A reform - minded budget to put South Africa back on track

It is not surprising that the International Budget Partnership ranked South Africa first, along with New Zealand, on the 2017 Open Budget Index. The National Treasury has, once again, demonstrated its worth and strength through the 2018 National Budget Review. Although there are notable revenue shortfalls and taxes had to be increased, the budget framework has put South Africa back on the path of fiscal prudence, which will be positively viewed by ratings agencies. Importantly, there is a renewed focus on introducing economic reforms, which, if implemented, could lift gross domestic product (GDP) growth going forward.

 

Tax hikes

 

Value-added tax (VAT) has increased by one percentage point to 15% from 14%, to plug revenue shortfalls. Along with below-inflation adjustments for personal income tax brackets, the VAT increase will raise R36 billion in this fiscal year.
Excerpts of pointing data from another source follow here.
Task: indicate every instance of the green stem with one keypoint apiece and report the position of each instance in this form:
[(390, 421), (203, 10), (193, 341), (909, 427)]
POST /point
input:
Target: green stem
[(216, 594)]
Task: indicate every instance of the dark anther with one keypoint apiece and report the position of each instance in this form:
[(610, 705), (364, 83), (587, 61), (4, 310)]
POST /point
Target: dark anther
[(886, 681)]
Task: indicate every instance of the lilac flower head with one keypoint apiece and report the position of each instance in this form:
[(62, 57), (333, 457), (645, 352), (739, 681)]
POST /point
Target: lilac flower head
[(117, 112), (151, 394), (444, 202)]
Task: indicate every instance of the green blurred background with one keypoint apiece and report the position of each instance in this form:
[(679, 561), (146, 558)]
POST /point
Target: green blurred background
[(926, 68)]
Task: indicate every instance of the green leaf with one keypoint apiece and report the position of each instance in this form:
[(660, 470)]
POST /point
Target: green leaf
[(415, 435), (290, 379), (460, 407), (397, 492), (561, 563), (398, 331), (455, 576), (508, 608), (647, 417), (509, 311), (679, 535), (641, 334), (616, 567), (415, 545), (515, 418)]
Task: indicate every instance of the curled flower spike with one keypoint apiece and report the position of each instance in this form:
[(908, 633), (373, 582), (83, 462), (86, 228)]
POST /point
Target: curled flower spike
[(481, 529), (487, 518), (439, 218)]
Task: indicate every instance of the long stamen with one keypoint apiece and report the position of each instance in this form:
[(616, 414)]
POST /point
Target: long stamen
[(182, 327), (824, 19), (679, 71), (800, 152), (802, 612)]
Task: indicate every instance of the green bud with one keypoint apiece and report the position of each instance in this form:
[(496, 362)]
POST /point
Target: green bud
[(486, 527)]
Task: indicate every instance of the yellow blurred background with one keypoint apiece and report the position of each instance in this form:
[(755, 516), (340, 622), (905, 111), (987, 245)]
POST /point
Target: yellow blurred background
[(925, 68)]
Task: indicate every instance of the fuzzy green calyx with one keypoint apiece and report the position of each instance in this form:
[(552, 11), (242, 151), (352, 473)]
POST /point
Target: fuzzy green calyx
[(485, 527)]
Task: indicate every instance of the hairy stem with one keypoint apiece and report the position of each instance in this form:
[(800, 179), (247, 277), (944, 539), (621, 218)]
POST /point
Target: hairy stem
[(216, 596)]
The average VAT rate in Africa is around 15%. South Africa is now in line with similar countries, including Mauritius, Ghana and Ethiopia, but would seem uncompetitive on tax relative to Nigeria, which has a VAT rate of 5%, although there are plans to increase it to 10%. The VAT increase will negatively impact the financial well-being of South Africans. Other taxes are also on the rise:

 

·         Excise duty on luxuries increased to 9% from 7%;

·         Estate duty for houses above R30 million increased to 25% from 20%;

·         A fuel levy of 52c per litre;

·         Excise duty on alcohol and tobacco increased by between 6%-10%.